From Mean-Field Limits to Semiclassical Concentration: Global Convergence of the Canonical Evolutionary Strategy
This work provides a robust theoretical foundation for global convergence in Evolution Strategies, particularly for practitioners dealing with high-dimensional optimization problems where initial conditions might be far from the global optimum.
This paper investigates the global convergence of the Canonical Evolutionary Strategy (CES) in stochastic continuous optimization. It demonstrates that CES's global convergence is governed by the principal eigenfunction of an underlying operator, leading to a "survival of the flattest" phenomenon. High-dimensional benchmarks (d=30) show CES achieves lower residual errors in shifted initialization scenarios compared to consensus-driven and gradient-based methods.

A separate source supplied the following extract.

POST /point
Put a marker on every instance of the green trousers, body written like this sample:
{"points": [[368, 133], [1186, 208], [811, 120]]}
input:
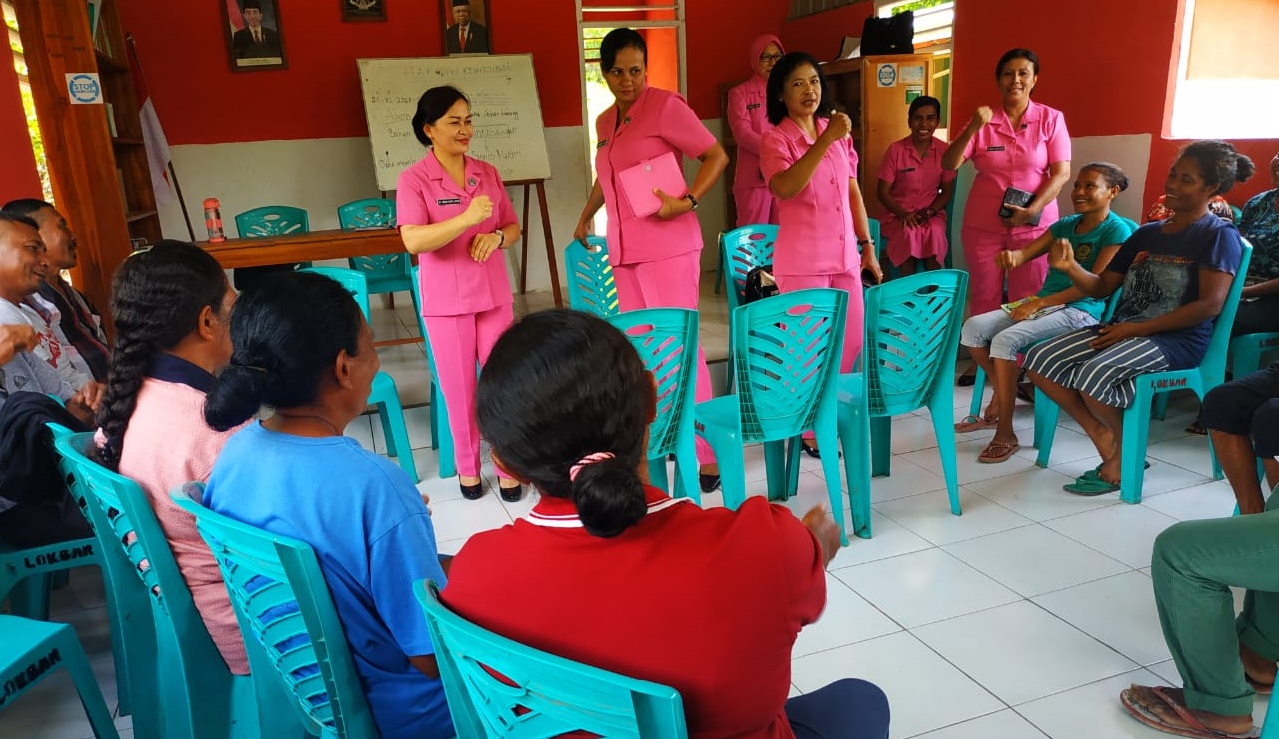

We address the issue of global convergence in stochastic continuous optimization. For that purpose, we formulate the Canonical Evolutionary Strategy (CES) as a controlled mathematical framework to analyze global convergence in evolutionary algorithms via the semiclassical limit of a Schr{ö}dinger-type replicator-mutator equation. We provide a rigorous hierarchy from a discrete individual-based dynamics to a deterministic mean-field limit, demonstrating that global convergence is governed by the principal eigenfunction of the underlying operator. This property, defined as Geometric Selection, naturally prioritizes robust, flat optima over narrow local traps, offering a mathematical justification for the ''survival of the flattest'' phenomenon. Moreover, unlike consensus-driven methods that are prone to premature variance collapse when the global minimizer resides outside the initial support, the replicator-mutator dynamics of CES facilitate intrinsic mass transport. High-dimensional benchmarks (d = 30) confirm this advantage, showing that CES achieves lower residual errors in shifted initialization scenarios where standard consensus-driven and gradient-based methods fail to migrate effectively. By shifting the focus from point-wise consensus to spectral concentration, our framework provides a robust theoretical foundation for global convergence in Evolution Strategies (ES) without the need for additional numerical heuristics.